The other gadgets can also be created in this manner. The full construction is available in Erik Demaine's website. The full construction is also explained in an interactive way.

==Applications==
The original applications of nondeterministic constraint logic used it to prove the PSPACE-completeness of sliding block puzzles such as Rush Hour and Sokoban. To do so, one needs only to show how to simulate edges and edge orientations, and vertices, and protected or vertices in these puzzles.

Nondeterministic constraint logic has also been used to prove the hardness of reconfiguration versions of classical graph optimization problems including the independent set, vertex cover, and dominating set, on planar graphs of bounded bandwidth. In these problems, one must change one solution to the given problem into another, by moving one vertex at a time into or out of the solution set while maintaining the property that at all times the remaining vertices form a solution.

=== Reconfiguration 3SAT ===
Given a 3-CNF formula and two satisfying assignments, this problem asks whether it is possible find a sequence of steps that take us from one assignment to the others, where in each step we are allowed to flip the value of a variable. This problem can be shown PSPACE-complete via a reduction from the Non-deterministic Constraint Logic problem.

=== Sliding-Block Puzzles ===
This problem asks whether we can reach a desired configuration in a sliding block puzzle given an initial configuration of the blocks.
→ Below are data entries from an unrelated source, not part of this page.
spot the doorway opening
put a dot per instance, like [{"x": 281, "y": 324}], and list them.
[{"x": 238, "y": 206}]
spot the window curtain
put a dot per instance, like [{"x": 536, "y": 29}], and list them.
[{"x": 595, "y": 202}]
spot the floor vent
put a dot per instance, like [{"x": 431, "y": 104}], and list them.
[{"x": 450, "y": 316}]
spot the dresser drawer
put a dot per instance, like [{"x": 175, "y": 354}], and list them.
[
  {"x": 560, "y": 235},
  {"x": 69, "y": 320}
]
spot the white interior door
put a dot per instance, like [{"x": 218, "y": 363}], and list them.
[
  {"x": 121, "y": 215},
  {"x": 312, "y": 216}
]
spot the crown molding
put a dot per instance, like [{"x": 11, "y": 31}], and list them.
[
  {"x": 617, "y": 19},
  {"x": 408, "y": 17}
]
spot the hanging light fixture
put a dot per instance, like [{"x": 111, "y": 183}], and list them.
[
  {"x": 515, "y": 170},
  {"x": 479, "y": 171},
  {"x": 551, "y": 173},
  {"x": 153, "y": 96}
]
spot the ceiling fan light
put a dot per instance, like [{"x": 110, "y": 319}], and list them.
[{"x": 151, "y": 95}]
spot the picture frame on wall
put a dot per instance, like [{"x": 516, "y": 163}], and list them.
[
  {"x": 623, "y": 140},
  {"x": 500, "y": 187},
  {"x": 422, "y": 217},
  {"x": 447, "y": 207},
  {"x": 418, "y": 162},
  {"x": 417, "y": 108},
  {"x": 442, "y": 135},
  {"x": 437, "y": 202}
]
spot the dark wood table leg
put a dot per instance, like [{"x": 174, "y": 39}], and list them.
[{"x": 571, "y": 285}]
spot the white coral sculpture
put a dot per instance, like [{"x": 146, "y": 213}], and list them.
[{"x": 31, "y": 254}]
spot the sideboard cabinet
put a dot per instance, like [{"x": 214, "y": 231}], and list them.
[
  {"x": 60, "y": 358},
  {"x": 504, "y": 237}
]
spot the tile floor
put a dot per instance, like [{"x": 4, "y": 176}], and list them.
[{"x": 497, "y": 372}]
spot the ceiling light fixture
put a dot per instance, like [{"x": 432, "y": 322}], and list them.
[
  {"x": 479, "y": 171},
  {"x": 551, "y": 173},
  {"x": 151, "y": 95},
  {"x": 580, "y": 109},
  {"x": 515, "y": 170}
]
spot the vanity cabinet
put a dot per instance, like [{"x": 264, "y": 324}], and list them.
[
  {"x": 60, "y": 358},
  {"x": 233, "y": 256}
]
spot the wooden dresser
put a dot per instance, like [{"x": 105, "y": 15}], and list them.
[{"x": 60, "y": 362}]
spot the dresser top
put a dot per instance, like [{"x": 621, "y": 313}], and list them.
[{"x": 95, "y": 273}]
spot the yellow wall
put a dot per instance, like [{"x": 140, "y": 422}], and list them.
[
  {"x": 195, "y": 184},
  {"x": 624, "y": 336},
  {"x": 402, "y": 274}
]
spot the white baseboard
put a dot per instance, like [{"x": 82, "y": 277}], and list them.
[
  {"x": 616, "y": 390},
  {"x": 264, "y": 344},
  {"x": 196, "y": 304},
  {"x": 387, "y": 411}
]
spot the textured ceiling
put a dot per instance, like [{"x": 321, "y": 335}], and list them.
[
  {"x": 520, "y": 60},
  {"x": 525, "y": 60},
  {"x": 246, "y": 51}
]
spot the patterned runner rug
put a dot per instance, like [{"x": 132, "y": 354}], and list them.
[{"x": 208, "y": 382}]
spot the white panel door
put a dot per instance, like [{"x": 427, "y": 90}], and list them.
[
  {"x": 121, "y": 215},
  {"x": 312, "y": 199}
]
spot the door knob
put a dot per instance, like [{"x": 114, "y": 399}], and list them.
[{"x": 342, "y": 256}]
This problem is PSPACE-complete, even if the rectangles are dominoes.

=== Rush Hour ===
This problem asks whether we can reach the victory condition of rush hour puzzle given an initial configuration. This problem is PSPACE-complete, even if the blocks have size $1\times 2$.

=== Dynamic Map Labeling ===
Given a static map, this problem asks whether there is a smooth dynamic labeling. This problem is also PSPACE-complete.